Cureus ; 16(4): e58947, 2024 Apr.
Artigo em Inglês | MEDLINE | ID: mdl-38800214

RESUMO

BACKGROUND: Extracorporeal membrane oxygenation (ECMO) outcomes in small centers are commonly considered less favorable than in large-volume centers. New ECMO protocols and procedures were established in our regional community hospital system as part of a cardiogenic shock initiative. This retrospective study aims to evaluate the outcomes of veno-arterial extracorporeal membrane oxygenation (VA ECMO) and extracorporeal cardiopulmonary resuscitation (ECPR) in a community hospital system with cardiac surgery capability and assess whether protocol optimization and cannulation standards result in comparable outcomes to larger centers whether the outcomes of this new ECMO program at the community hospital setting were comparable to the United States averages. METHODS: Our regional system comprises five hospitals with 1500 beds covering southwestern New Jersey, with only one of these hospitals having cardiac surgery and ECMO capability. In May 2021, the new ECMO program was initiated. Patients were screened by a multidisciplinary call, cannulated by our ECMO team, and subsequently treated by the designated team.
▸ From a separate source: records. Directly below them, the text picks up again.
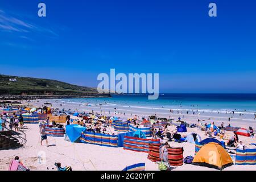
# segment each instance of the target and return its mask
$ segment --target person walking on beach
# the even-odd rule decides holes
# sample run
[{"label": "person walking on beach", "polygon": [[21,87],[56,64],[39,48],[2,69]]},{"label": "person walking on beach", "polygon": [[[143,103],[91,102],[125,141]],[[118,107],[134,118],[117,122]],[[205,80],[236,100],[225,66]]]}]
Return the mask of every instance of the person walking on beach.
[{"label": "person walking on beach", "polygon": [[14,122],[14,116],[15,115],[15,113],[14,113],[10,117],[10,125],[9,125],[9,128],[10,130],[13,130],[13,123]]},{"label": "person walking on beach", "polygon": [[46,145],[47,147],[48,147],[49,146],[48,145],[47,134],[46,130],[46,125],[42,126],[41,130],[40,130],[40,133],[41,134],[41,146],[42,146],[43,140],[46,140]]},{"label": "person walking on beach", "polygon": [[70,115],[68,115],[66,117],[66,126],[70,125]]},{"label": "person walking on beach", "polygon": [[168,148],[169,144],[166,142],[160,148],[160,159],[161,161],[164,163],[168,163]]},{"label": "person walking on beach", "polygon": [[21,129],[23,127],[24,119],[22,114],[20,114],[19,117],[19,129]]},{"label": "person walking on beach", "polygon": [[49,117],[48,117],[46,119],[46,122],[47,124],[47,125],[49,125]]},{"label": "person walking on beach", "polygon": [[3,113],[2,119],[2,131],[3,131],[3,129],[6,127],[6,120],[7,115],[6,113]]},{"label": "person walking on beach", "polygon": [[17,115],[15,115],[14,118],[13,125],[14,126],[14,129],[15,131],[18,131],[19,128],[19,118]]}]

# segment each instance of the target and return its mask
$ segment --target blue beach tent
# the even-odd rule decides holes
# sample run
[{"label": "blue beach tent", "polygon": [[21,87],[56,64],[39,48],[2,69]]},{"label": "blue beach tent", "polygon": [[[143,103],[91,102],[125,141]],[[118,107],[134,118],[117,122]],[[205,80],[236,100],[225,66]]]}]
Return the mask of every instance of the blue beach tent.
[{"label": "blue beach tent", "polygon": [[[207,128],[210,128],[210,125],[211,124],[207,125]],[[213,125],[213,130],[217,129],[218,129],[218,128],[216,125]]]},{"label": "blue beach tent", "polygon": [[65,140],[71,142],[80,142],[81,134],[85,130],[86,127],[81,125],[67,125]]},{"label": "blue beach tent", "polygon": [[79,113],[75,113],[74,114],[73,114],[73,116],[79,116]]},{"label": "blue beach tent", "polygon": [[187,132],[187,127],[184,125],[180,125],[176,127],[177,132]]},{"label": "blue beach tent", "polygon": [[134,137],[139,138],[147,138],[145,134],[142,132],[141,130],[138,130],[133,134]]},{"label": "blue beach tent", "polygon": [[220,142],[217,139],[215,139],[214,138],[206,138],[203,140],[201,140],[200,143],[201,144],[205,145],[205,144],[207,144],[210,142],[214,142],[219,144],[221,146],[222,146],[224,148],[225,148],[225,142]]}]

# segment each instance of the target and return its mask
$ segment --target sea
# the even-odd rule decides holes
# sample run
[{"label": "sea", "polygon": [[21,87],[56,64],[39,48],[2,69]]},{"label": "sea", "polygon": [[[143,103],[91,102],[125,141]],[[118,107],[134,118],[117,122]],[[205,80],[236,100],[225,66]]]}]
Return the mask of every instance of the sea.
[{"label": "sea", "polygon": [[205,112],[234,111],[255,114],[256,94],[160,94],[155,100],[146,94],[113,94],[111,97],[74,98],[56,100],[63,102],[113,108],[138,108],[173,110],[198,110]]}]

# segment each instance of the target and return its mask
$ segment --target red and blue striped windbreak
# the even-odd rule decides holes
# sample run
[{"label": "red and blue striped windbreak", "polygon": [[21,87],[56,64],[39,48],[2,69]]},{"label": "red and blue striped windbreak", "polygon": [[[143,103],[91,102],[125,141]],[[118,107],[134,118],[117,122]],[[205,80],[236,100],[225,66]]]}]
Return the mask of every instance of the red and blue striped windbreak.
[{"label": "red and blue striped windbreak", "polygon": [[138,163],[126,167],[122,171],[145,171],[145,163]]},{"label": "red and blue striped windbreak", "polygon": [[256,148],[237,149],[236,165],[256,165]]}]

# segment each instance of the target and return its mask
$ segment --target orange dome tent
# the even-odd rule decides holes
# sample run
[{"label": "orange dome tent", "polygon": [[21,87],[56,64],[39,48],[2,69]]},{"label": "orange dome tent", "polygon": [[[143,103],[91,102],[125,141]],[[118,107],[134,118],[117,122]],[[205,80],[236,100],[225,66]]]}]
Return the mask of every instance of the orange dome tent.
[{"label": "orange dome tent", "polygon": [[218,143],[210,142],[202,147],[196,154],[192,164],[222,170],[232,166],[232,159]]}]

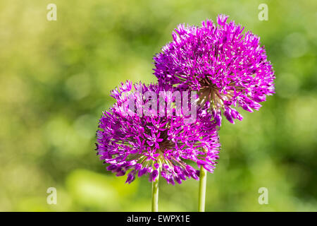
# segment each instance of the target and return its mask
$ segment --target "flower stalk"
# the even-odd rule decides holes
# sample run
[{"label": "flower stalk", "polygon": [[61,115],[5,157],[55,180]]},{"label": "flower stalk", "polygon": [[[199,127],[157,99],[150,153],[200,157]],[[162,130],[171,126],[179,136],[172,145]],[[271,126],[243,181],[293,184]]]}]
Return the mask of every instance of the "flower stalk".
[{"label": "flower stalk", "polygon": [[[159,173],[158,173],[159,174]],[[158,212],[158,176],[152,182],[152,212]]]},{"label": "flower stalk", "polygon": [[199,173],[199,189],[198,194],[198,211],[205,212],[206,184],[207,181],[207,171],[201,165]]}]

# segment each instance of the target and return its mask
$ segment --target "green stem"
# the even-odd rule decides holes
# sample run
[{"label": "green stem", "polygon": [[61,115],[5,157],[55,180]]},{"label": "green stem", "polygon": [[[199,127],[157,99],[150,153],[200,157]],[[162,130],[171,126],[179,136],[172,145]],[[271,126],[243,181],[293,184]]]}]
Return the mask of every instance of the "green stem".
[{"label": "green stem", "polygon": [[198,211],[205,212],[206,182],[207,181],[207,171],[201,165],[199,173],[199,191],[198,197]]},{"label": "green stem", "polygon": [[155,181],[152,182],[152,212],[158,211],[158,179],[160,177],[160,173],[158,171],[158,175],[155,179]]}]

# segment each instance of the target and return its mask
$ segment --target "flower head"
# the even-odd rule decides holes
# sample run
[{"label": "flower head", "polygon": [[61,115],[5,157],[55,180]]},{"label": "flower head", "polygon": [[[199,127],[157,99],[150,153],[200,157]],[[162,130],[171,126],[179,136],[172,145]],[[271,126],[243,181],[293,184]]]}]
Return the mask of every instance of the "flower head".
[{"label": "flower head", "polygon": [[[149,91],[151,96],[144,100]],[[159,91],[157,85],[121,83],[112,91],[116,102],[108,112],[103,112],[99,120],[97,155],[109,164],[107,170],[117,176],[128,171],[128,183],[137,175],[144,174],[153,181],[161,174],[173,184],[189,177],[197,179],[199,172],[189,162],[203,165],[212,172],[218,158],[217,126],[206,111],[198,109],[199,117],[192,123],[185,122],[189,116],[184,111],[176,115],[171,109],[168,114],[167,107],[163,116],[154,114],[158,109],[154,106],[149,108],[151,114],[137,112],[137,109],[144,110],[154,100],[152,103],[158,104],[161,100],[154,95],[158,95]],[[168,98],[166,95],[164,100]],[[127,103],[133,104],[132,107]]]},{"label": "flower head", "polygon": [[259,102],[274,93],[274,71],[260,38],[228,16],[218,25],[203,21],[201,27],[180,25],[173,41],[154,56],[158,84],[197,90],[200,105],[221,123],[221,112],[231,123],[242,116],[232,107],[252,112]]}]

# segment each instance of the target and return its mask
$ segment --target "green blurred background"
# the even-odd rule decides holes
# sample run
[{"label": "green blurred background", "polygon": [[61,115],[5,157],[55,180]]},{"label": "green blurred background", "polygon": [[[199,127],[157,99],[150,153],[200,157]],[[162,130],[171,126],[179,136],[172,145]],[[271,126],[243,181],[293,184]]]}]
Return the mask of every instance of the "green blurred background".
[{"label": "green blurred background", "polygon": [[[56,21],[46,20],[49,3]],[[261,3],[268,21],[258,19]],[[147,178],[126,185],[96,156],[99,118],[120,82],[156,81],[152,56],[178,24],[218,13],[261,37],[276,94],[242,121],[225,120],[206,210],[317,210],[316,8],[310,0],[1,1],[0,210],[150,210]],[[46,203],[49,187],[56,205]],[[161,180],[160,210],[195,211],[197,189]]]}]

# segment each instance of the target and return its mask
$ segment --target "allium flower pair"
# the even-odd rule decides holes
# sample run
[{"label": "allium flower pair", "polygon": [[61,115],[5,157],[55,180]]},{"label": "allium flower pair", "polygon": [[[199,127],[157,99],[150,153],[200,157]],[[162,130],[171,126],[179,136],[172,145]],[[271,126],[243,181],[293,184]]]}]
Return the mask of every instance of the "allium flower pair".
[{"label": "allium flower pair", "polygon": [[[128,81],[112,92],[116,102],[103,113],[97,131],[97,154],[110,164],[108,170],[117,176],[128,172],[128,183],[144,174],[153,181],[160,173],[173,184],[198,179],[199,171],[190,162],[213,172],[222,113],[234,124],[242,119],[234,107],[251,112],[274,93],[274,72],[259,37],[242,34],[243,28],[227,20],[220,15],[218,25],[206,20],[201,27],[179,25],[173,42],[154,58],[158,84],[139,83],[133,89]],[[196,120],[185,123],[188,116],[175,111],[153,114],[157,108],[138,114],[150,101],[144,98],[149,90],[197,91]],[[158,99],[150,100],[159,105]],[[136,107],[127,107],[129,102]]]},{"label": "allium flower pair", "polygon": [[[151,182],[161,172],[172,184],[189,177],[198,179],[199,171],[187,163],[190,161],[212,172],[220,147],[212,116],[199,109],[196,120],[186,123],[189,116],[182,109],[178,115],[175,111],[168,112],[168,105],[163,116],[158,112],[161,109],[156,107],[150,114],[138,114],[137,109],[144,109],[151,100],[160,105],[159,98],[143,98],[148,91],[158,97],[160,88],[142,83],[134,88],[127,81],[113,91],[116,102],[100,119],[97,150],[100,158],[110,164],[107,170],[117,176],[129,171],[128,183],[144,174]],[[168,102],[167,99],[173,97],[166,94],[164,101]],[[132,109],[127,105],[131,102],[135,104]]]}]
We reviewed our cardiac ECMO outcomes over two years, from May 2021 to April 2023, in patients who required ECMO due to cardiogenic shock or as a part of extracorporeal cardiopulmonary resuscitation (ECPR). RESULTS: A total of 60 patients underwent cardiac ECMO, and all were VA ECMO, including 18 (30%) patients who required ECPR for cardiac arrest. The overall survival rate for our cardiac ECMO program turned out to be 48% (29/60), with 50% (22/42) in VA ECMO excluding ECPR and 39% (7/18) in the ECPR group. The hospital survival rate for the VA ECMO and ECPR groups was 36% (15/42) and 28% (5/18), respectively. The ELSO-reported national average for hospital survival is 48% for VA ECMO and 30% for ECPR. Considering these benchmarks, the hospital survival rate of our program did not significantly lag behind the national average. CONCLUSIONS: With protocol, cannulation standards, and ECMO management optimized, the VA ECMO results of a community hospital system with cardiac surgery capability were not inferior to those of larger centers.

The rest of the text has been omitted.